Esoknya, 10 Mei 2017, giliran ulama Bogor yang bersuara. Sekitar 70 kiai dan ustadz Kota dan Kabupaten Bogor dengan tegas menolak rencana pembubaran HTI dalam Silaturahmi Ulama Bogor Bela Ormas Islam di Maejlis Shalawat Muabbad Ponpes Istiqomah Pasir Muncang Gadog Kabupaten Bogor, Jawa Barat.
Di Garut, bukan hanya para ulamanya saja yang berkumpul, tetapi ribuan umat Islam juga dari berbagai ormas di antaranya Muhammadiyah, Persis, KOKAM, PII, NU, G3, HMI, KAMMI. Mereka mengikuti tablig akbar Aliansi Umat Islam Garut yang antara lain menolak pembubaran HTI, Kamis (11/5/2017) di Alun-Alun Kabupaten Garut, Jawa Barat.
Di tempat lain, seratus kiai, ustadz dan habib Jabodetabek dan sekitarnya dengan tegas juga menyatakan menolak rencana Pemerintah membubarkan HTI, Kamis (11/5/2017) dalam acara “Mudzakarah Ulama dan Habaib Jabodetabek: Tolak Pernyataan Menkopolhu-kam” di Ma’had Daarul Muwahhid Pimpinan KH Shoffar Mawardi, Srengseng, Kembangan, Jakarta Barat.
Pimpinan Majelis Zikir Ratibul Haddad Habib Khalilullah bin Abu Bakar Al-Habsy menyatakan HTI tidak menyimpang dari seruan Islam.
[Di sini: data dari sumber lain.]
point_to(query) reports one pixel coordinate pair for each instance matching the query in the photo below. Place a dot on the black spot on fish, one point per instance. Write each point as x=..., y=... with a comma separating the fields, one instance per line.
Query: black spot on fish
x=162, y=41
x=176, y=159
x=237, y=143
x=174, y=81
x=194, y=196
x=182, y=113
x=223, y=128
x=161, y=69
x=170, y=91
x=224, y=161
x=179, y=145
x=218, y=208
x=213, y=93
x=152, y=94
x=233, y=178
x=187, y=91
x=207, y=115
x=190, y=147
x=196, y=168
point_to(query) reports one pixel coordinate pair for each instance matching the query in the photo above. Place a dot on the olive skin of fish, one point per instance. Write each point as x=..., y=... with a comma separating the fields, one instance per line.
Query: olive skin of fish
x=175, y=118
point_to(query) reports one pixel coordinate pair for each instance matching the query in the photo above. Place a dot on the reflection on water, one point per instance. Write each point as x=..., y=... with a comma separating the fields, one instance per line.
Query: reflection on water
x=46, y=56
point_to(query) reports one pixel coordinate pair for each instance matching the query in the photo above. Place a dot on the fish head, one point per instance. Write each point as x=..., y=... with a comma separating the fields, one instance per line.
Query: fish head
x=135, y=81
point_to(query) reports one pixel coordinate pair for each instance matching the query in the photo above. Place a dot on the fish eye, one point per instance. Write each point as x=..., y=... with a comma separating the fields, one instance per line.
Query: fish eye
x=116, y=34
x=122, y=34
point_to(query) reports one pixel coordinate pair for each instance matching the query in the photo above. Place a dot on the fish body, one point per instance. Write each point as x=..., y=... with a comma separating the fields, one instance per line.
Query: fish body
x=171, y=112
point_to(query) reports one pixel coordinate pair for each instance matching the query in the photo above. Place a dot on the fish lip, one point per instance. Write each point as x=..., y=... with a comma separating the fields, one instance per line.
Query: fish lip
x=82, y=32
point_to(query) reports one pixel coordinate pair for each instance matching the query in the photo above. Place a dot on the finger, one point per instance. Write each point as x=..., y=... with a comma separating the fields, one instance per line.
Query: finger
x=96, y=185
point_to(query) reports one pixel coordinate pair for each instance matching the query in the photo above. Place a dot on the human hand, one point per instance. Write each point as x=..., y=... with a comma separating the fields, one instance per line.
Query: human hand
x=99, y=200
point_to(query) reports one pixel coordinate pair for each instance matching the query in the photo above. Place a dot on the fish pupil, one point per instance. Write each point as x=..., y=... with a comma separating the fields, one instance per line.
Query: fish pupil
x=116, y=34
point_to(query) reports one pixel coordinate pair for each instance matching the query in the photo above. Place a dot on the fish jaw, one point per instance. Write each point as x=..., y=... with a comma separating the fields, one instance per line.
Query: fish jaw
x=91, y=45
HTI dari awal penyebaran dakwahnya di negeri ini telah banyak membantu negara dan bangsa Indonesia ini mencetak generasi-gerasi yang jujur, patuh dan taat.
Ketua MUI Kota Depok KH Achmad Nawawi malah menegaskan jutsru HTI itu pengamal Pancasila sejati.
Pada Jumat (12/5/2017), para kiai dan ustadz Magetan dan sekitarnya menyatakan sikap yang sama di kediaman Ustadz Anas, Cepoko, Panekan, Magetan, Jawa Timur. “Saya tahu HTI perjuangannya ikhlas tanpa pamrih, dan ini sudah langka. Saya tidak suka ada pihak yang menghalangi dakwah Islam. Ini tabiatnya iblis,” ujar Ustadz Anas.
Pengasuh PP Al Muslimun Magetan KH Imam Bukhori menyatakan umat Islam jangan risau jika HTI dibubarkan. Tetap tawakal saja kepada Allah SWT. Pasti akan ditolong oleh Allah, tetapi syaratnya harus tetap istiqamah.
Selain para ulama, tokoh-tokoh nasional dan para pakar serta praktisi hukum juga mempermasalahkan rencana pembubaran HTI. Dukungan terhadap HTI tersebut dipublikasikan setiap hari melalui berbagai media sosial (medsos) dan dibagikan oleh masyarakat baik aktivis HTI maupun bukan. Maklumlah di televisi dan media mainstream pemberitaannya dikuasi dan diplintir segelintir orang untuk mencitraburukan HTI.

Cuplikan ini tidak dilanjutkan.